One of the first times I remember thinking, “Man, this guy is not alright,” was when a gentleman continually complained to us about his roommate, and his roommates germs. It was all well and normal until he started to tell us that their was deadly mold growing in his room and he could see the walls moving. He contacted the health department to look at his room, and they came and left, utterly perplexed as to what the guy was talking about. He continued to yell and then threaten staff saying his roommate needed to clean his room, or else. I was in the hallway coming back from going to the washroom and he stood between me and my exit, at the bottom of the flight of stairs, yelling at me and threatening me. And then he said I had molested him by not cleaning his roommate’s room or forcing the roommate to do it. (Sidenote: We don’t clean people’s suites at the Lighthouse, they are their own responsibility.)
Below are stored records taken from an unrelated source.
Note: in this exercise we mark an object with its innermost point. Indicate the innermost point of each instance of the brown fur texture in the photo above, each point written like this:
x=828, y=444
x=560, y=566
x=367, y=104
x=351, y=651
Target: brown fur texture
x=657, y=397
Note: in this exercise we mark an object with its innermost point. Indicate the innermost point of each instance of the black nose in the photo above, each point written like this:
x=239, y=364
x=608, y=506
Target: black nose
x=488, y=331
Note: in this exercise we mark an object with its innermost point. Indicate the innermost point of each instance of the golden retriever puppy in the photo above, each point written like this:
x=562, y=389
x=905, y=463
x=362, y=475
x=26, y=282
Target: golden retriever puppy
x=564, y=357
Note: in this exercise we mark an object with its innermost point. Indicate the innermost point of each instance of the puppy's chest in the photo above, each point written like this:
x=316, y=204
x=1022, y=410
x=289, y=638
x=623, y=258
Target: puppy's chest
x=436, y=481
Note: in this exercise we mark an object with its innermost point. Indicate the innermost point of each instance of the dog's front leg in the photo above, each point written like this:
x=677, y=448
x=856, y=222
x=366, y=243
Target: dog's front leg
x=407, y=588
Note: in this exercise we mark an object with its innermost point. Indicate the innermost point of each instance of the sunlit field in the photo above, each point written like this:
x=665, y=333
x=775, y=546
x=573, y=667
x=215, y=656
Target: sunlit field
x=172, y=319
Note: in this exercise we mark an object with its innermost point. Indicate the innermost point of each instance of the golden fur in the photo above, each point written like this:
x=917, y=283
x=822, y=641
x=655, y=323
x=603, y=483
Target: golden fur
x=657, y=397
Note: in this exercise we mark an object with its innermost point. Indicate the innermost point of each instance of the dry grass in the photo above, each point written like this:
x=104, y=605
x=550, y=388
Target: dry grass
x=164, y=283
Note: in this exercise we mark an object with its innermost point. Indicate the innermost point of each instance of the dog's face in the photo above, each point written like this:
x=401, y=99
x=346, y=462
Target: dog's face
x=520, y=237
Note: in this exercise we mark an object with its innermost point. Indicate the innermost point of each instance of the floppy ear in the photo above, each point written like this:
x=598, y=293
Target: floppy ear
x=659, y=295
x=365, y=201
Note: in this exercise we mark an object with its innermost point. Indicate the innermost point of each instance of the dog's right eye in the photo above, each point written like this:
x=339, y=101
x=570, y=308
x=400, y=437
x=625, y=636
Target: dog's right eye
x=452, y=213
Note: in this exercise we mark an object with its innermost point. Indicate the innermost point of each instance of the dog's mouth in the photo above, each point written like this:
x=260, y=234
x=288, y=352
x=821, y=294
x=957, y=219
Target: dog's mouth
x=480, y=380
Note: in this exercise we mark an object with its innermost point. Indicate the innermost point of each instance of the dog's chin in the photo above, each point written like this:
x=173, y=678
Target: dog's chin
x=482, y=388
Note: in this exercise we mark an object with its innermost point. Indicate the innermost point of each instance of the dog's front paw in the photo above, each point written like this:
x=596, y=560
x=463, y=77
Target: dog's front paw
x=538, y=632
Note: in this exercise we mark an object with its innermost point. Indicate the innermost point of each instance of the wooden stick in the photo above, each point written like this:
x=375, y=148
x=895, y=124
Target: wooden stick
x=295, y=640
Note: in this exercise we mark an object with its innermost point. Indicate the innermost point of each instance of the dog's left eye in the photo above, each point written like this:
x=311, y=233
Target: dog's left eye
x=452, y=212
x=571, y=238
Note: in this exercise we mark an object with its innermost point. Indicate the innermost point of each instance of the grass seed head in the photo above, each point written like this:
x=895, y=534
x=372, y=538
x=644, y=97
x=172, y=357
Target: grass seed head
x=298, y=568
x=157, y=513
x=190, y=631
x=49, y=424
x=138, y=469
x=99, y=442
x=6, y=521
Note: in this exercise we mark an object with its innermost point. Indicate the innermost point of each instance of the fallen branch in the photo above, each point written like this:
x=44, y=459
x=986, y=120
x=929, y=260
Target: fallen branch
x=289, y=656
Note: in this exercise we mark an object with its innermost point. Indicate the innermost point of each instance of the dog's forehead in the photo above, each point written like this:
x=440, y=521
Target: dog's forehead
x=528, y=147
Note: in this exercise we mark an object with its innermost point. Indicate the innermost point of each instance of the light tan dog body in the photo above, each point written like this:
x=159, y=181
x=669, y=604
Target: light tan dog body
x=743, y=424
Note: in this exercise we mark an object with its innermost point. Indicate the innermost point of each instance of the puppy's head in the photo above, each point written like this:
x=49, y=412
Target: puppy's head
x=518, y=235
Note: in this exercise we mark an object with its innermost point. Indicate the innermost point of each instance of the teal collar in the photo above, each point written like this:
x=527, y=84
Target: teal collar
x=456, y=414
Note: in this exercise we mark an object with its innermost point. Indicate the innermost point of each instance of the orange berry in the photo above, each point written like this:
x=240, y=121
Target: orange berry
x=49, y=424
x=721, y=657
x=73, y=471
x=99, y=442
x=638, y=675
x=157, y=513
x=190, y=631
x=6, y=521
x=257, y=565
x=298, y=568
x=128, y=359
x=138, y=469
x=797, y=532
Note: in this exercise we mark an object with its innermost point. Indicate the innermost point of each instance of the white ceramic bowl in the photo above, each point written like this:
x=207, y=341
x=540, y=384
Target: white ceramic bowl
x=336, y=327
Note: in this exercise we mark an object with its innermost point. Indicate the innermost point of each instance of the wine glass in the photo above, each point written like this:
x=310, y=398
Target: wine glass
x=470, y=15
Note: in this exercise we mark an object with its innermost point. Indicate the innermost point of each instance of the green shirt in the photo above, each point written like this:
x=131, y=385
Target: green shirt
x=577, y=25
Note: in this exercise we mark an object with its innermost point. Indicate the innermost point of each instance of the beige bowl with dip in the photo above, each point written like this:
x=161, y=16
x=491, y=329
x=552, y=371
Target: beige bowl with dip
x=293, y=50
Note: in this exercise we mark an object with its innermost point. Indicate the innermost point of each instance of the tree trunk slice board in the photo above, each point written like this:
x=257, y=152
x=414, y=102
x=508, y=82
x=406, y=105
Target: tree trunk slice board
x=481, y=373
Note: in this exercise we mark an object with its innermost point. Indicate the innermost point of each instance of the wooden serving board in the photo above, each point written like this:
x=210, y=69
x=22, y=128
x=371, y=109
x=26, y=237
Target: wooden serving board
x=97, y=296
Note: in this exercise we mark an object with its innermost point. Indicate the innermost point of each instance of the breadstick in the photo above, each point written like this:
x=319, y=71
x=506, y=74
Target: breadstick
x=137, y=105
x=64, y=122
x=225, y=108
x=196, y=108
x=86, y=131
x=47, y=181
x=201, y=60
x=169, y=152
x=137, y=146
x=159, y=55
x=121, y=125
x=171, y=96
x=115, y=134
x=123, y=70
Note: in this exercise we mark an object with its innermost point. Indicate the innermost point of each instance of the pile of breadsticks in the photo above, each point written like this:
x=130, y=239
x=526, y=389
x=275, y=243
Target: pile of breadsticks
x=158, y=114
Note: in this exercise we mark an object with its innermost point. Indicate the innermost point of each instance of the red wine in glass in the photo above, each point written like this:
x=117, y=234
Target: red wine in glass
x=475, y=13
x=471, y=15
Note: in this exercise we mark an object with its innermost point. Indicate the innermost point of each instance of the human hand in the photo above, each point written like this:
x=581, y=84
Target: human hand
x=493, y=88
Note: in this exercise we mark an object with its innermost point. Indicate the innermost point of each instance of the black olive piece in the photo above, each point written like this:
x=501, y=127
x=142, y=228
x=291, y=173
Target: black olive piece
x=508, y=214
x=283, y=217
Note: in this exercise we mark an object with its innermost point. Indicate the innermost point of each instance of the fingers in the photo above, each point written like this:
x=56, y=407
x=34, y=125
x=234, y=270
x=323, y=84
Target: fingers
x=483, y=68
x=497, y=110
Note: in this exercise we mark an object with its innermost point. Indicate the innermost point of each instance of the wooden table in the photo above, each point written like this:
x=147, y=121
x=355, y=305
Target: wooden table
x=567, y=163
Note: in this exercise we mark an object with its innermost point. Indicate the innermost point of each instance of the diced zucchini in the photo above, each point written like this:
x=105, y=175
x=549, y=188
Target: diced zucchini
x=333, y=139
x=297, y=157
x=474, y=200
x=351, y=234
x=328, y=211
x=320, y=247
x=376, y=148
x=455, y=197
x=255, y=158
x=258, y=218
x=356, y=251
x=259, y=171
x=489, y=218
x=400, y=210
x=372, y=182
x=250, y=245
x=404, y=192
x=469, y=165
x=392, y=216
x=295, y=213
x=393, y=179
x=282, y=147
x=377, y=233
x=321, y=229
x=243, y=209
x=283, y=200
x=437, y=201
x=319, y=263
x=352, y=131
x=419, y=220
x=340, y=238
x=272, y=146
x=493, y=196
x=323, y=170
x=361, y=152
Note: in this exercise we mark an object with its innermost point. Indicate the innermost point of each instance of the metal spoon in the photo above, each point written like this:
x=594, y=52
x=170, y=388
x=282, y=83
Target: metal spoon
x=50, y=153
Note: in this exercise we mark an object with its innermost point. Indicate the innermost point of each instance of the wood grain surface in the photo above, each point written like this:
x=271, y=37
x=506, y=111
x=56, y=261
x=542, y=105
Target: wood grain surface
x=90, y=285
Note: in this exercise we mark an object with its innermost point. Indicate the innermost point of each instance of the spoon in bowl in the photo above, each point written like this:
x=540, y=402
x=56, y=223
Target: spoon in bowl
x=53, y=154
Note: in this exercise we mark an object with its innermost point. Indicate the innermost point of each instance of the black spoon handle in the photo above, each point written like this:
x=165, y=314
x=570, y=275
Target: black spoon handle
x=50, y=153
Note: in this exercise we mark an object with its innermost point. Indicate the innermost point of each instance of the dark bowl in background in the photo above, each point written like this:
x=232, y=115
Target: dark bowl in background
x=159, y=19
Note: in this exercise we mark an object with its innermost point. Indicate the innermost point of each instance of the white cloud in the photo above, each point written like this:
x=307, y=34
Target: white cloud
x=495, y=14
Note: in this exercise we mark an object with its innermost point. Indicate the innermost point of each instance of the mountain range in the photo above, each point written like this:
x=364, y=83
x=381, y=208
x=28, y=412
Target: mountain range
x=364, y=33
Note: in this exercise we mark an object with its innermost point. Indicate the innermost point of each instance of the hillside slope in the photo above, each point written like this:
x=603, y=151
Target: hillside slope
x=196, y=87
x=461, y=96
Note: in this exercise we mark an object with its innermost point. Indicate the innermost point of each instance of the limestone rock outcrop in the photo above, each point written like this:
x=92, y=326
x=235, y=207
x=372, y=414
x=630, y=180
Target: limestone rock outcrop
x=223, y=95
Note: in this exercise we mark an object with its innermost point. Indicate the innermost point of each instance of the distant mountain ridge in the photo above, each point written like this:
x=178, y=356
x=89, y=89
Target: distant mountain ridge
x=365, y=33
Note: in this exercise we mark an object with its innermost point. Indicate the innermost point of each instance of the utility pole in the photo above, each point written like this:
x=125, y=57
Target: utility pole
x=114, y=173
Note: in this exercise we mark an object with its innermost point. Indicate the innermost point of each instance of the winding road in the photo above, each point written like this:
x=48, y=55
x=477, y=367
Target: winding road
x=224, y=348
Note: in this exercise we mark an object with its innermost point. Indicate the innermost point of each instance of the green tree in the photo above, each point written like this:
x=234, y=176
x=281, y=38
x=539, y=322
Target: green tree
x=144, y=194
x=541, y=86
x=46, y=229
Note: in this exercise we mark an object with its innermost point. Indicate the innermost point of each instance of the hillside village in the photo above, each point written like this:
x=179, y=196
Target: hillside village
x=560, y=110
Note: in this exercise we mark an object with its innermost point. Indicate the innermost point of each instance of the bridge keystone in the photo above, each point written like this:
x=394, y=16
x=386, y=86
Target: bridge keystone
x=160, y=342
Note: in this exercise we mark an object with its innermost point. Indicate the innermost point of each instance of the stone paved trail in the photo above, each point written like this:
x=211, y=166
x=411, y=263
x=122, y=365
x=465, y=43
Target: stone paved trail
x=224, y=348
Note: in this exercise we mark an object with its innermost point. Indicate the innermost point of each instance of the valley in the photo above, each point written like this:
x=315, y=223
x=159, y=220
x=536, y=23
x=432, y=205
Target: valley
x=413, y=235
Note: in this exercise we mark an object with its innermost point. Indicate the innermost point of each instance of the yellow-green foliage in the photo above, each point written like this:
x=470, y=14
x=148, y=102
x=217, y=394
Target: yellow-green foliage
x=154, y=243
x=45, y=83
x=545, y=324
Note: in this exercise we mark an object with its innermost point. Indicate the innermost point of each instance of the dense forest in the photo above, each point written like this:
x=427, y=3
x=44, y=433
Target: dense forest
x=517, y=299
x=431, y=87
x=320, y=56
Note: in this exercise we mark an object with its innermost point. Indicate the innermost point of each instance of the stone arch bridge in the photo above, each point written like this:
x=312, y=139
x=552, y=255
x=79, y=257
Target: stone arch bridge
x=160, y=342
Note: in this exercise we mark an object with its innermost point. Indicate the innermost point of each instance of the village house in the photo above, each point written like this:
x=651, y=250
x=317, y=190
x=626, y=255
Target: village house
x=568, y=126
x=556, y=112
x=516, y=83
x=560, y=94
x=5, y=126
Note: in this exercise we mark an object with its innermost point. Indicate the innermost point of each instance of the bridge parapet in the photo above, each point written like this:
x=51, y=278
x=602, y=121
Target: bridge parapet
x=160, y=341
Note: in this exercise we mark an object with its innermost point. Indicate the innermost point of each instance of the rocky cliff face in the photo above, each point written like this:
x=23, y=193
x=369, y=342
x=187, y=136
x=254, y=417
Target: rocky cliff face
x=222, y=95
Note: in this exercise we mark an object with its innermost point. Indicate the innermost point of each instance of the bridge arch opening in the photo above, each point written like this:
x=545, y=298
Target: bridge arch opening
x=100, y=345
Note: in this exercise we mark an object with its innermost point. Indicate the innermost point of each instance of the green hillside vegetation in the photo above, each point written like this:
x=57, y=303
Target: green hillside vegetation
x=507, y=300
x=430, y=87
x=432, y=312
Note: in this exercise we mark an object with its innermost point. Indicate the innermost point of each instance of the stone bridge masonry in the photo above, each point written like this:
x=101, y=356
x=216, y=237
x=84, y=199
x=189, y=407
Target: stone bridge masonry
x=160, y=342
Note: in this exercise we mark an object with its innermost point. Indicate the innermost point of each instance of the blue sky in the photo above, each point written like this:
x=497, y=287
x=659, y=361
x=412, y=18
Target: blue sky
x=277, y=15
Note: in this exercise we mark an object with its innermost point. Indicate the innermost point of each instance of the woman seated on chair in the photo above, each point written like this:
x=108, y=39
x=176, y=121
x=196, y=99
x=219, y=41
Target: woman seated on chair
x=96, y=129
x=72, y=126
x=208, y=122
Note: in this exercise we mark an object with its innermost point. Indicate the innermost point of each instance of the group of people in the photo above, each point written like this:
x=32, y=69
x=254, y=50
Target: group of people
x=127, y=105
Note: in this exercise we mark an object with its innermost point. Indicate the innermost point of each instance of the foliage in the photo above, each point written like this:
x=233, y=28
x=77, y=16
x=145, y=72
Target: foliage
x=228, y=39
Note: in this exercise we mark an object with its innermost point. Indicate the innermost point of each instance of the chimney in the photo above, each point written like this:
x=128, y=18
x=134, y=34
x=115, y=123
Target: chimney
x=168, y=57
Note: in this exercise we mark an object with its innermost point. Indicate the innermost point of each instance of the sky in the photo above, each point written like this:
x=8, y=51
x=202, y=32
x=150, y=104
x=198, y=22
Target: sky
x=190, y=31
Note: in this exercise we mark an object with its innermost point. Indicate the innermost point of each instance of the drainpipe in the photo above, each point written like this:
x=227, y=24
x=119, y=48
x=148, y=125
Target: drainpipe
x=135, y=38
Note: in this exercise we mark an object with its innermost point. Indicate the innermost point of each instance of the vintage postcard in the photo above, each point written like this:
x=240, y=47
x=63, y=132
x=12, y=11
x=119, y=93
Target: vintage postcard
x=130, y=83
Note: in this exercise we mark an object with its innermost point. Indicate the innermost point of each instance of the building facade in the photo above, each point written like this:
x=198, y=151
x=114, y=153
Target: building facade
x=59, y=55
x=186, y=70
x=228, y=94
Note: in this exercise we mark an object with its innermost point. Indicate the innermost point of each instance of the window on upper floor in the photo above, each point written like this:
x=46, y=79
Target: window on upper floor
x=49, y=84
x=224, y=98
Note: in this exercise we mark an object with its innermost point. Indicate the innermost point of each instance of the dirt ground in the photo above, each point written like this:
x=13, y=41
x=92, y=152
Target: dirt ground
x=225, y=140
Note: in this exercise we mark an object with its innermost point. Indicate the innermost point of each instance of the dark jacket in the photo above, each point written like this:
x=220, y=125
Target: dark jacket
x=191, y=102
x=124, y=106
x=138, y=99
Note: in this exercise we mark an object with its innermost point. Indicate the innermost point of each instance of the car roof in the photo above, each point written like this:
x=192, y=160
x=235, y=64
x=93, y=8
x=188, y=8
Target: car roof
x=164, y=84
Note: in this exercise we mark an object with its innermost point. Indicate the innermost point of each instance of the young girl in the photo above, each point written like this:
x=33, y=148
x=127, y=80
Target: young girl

We proceeded to get a mental health warrant against him.  He was picked up, brought to the ER, assessed as being stable and functional, and returned back to our place within the day. This made us all walk on pins and needles because now he had reason to be really mad at us.

I told one of my co-worker’s later about it and kind-of laughed. This 250+ pound man saying I molested him, while the nearest we had ever gotten was 12 feet away from each other. My co-worker said this was no laughing matter and that, even as a woman, I could lose my career over allegations like that.

One of my other co-worker’s spent the next month gather new evidence. You can’t present the same case twice, so he gathered new incidences, talked to his case workers and other mental health staff. He also contacted the ER so that they would know that the client was going to arrive, that he needed treatment, no matter how he presented himself, and they determined what medical treatment they were going to provide. The client ended up staying in the local mental health hospital for 3-4 weeks, made a great recovery and completely changed his demeanor.

And that is a success story.

Tomorrow I will return to work, and again be confronted with people in desperate need of mental health care but who would not qualify for a mental health warrant. Which not only puts the staff at risk, but also leaves those who reside in our building in a complicated predicament.